Literalmente; aliás, como se depreende da crônica CDA: Velhas novidades, reunida emMurais de Vinicius e Outros Perfis. Nela, PMC ampliou a ideia da poesia como referência indispensável do cotidiano: “Minha geração (…) falava fluentemente um idioma oarístico, colhido nos versos de Drummond. Era a maneira mais econômica, secreta e eloquente de nos entendermos”.

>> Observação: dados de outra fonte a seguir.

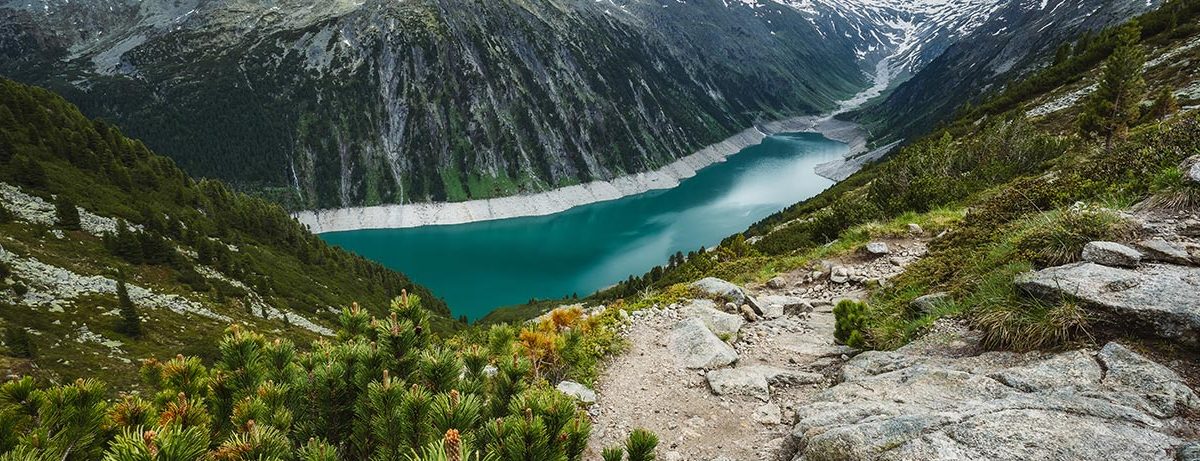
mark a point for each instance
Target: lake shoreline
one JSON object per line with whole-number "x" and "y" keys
{"x": 395, "y": 216}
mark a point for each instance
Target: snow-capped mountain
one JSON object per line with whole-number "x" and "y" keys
{"x": 1017, "y": 39}
{"x": 324, "y": 103}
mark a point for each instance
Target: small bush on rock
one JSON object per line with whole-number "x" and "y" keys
{"x": 850, "y": 321}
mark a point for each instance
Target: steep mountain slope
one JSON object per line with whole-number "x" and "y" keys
{"x": 1017, "y": 40}
{"x": 369, "y": 102}
{"x": 195, "y": 256}
{"x": 343, "y": 103}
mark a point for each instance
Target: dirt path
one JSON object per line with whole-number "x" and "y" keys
{"x": 647, "y": 388}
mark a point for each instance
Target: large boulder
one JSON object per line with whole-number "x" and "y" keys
{"x": 720, "y": 323}
{"x": 999, "y": 406}
{"x": 774, "y": 306}
{"x": 695, "y": 346}
{"x": 1111, "y": 253}
{"x": 725, "y": 291}
{"x": 1157, "y": 300}
{"x": 738, "y": 382}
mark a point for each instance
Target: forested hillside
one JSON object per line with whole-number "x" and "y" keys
{"x": 87, "y": 209}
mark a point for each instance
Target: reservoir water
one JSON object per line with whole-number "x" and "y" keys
{"x": 483, "y": 265}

Por isso, o vínculo incontornável com a tradição literária permitiu ao cético poeta e cronista driblar a posologia cômoda do niilismo. Daí, a consciência dos próprios limites não reduziu o mundo à imagem egocêntrica de uma precariedade especular. Os versos de Neste Sonetoelaboram a distância entre os dois polos: “Neste soneto, meu amor, eu digo, /Um pouco à moda de Tomás Gonzaga. /Que muita coisa bela o verso indaga /Mas poucos belos versos eu consigo”. O poeta não lamenta o hiato entre pensamento e forma; ele constata a possibilidade de reuni-los num verso que, embora ainda não tenha sido por ele escrito, encontra-se no horizonte da tradição. O dístico final, portanto, sugere a centralidade da tradução: “E louvo aqui aqueles mestres /Das emoções do céu e das terrestres”.
Palavras idênticas
Guilhermino Cesar, ao prefaciar uma antologia de poemas de PMC, acertou em cheio: “o percurso do autor ficaria incompleto se fossem omitidas as traduções que tem feito de algumas peças da melhor poesia universal”. Ele foi um dos nossos mais prolíficos e bem-sucedidos tradutores, embora tal faceta seja negligenciada com frequência. PMC dedicou-se com afinco ao estudo de poesia, e o ato de traduzir deve ser compreendido como exercício de artesão. Eis uma lista selecionada dos poetas que traduziu (não menciono romancistas e contistas, porque então este artigo seria composto exclusivamente por uma longa relação de nomes!): William Blake, Emily Dickinson, Guillaume Apollinaire, Federico Garcia Lorca, Paul Claudel, T.S. Eliot, Rosalía de Castro, Pablo Neruda, Jorge Luis Borges, W.H. Auden.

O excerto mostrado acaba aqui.